See, you're all bringing up Rights and such, and that kind of 'sanctity' thinking... It's wonderful and moral and a great element of being alive today for all the good and bad of our cultures... but Creation doesn't have that at the same pervasive level.
Like- I'm an American, and I've been indoctrinated for 30 years of How To American, and a lot of that includes the belief that I have a right to be alive, to have sanctity of self and thought. To not be imposed upon by laws or culture or anything. This indoctrination is by no means evil, per se- because thats what culture is- indoctrination and education into the development of a Like-Group so you fit in well. It gets people reading off the same page, and the most pervasive, persistent and easily understood messages are the ones that let us survive and live together in a country, on a continent, on this planet.
In Creation, at a raw, fundamental level, as horrible as this is, has no external force that says anyone has a right to anything. There's no edifice of culture or societal rules or alignment system that says you have to do or be anything.
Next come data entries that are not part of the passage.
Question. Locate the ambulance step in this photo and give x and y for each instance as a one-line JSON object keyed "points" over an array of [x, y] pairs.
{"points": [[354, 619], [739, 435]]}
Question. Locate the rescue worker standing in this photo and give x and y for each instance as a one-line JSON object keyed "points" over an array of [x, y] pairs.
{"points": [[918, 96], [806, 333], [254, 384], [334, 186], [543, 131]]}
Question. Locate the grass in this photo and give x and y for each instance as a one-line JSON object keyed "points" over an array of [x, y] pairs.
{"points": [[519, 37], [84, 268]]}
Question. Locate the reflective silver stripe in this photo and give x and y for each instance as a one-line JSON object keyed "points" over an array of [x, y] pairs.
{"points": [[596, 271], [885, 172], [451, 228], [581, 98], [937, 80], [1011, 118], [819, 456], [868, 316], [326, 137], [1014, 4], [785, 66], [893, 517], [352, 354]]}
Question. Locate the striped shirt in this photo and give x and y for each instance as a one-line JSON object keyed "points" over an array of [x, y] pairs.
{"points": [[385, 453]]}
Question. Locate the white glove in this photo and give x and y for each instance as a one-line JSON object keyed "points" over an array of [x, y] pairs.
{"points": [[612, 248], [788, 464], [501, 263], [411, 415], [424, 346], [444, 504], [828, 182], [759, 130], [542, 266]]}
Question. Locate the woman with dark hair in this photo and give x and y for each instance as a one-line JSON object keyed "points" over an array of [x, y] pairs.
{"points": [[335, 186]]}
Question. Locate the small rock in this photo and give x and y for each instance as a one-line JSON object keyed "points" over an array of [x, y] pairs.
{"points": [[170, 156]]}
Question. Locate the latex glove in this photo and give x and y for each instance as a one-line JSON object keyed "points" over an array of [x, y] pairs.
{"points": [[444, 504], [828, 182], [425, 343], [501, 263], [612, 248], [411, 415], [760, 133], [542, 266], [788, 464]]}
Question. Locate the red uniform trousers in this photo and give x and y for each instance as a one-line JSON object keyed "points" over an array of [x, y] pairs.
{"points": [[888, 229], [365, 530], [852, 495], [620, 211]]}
All of that is handled at the local, relative level- that of your tribe, your nation, your family, yourself. The Unconquered Sun has no horse in the race of how people are treated except that he is a god of overwhelming virtue, and the qualities he presents/embodies can considered desirable. Granted those qualities are also up to interpretation, because nobody really understands how Compassionate the Sun is, but they agree that he's The Most Compassionate, so they agree that emulating him is a welcome thing.
And here's the other, more critical part. Creation does not have mass media. It does not have the sheer pervasive quantity of repetitive messages distilling cultural values into a digestible format for decades of a consumer's life. When you strip away the magic, the point of broad-spectrum mental influence is that it's the same kind of thing that modern advertising and political campaigns do, just faster.
So here's the thing- when you say you don't have the right to do something in Creation, as an Exalt or not. That's not a statement of Creation. That's a statement of your character, or another NPC, or a god or demon or thinking being. And while you may agree with them, they sure as hell are not inherently correct nor are they incorrect.
And beyond that, if you want that belief, that right to have any traction, you are going to have to throw it against people who believe just as hard as you in something else that may or may not conflict with it. Setting aside the moral and ethical implications of this, that's how you get good drama and storytelling. Because as much Exalted is about epic kung fu duels in exotic locales with sick powers, it's also about ideologies being represented by glorious shiny shitheads beating each other and their kingdoms up over Who's Got The Better Idea.
Creation the setting and Exalted the characters are not meant to be representations of rights, but of ideologies and privilege, and how those things can be both great and terrible. Because what does power and security do for a lot of people? It makes them feel safe, and when they're safe they consider behaviors that would be risky as Not Risky. Power, Exaltation, lets you put yourself out there, and lets you put your ideals on the line because you can make them stick.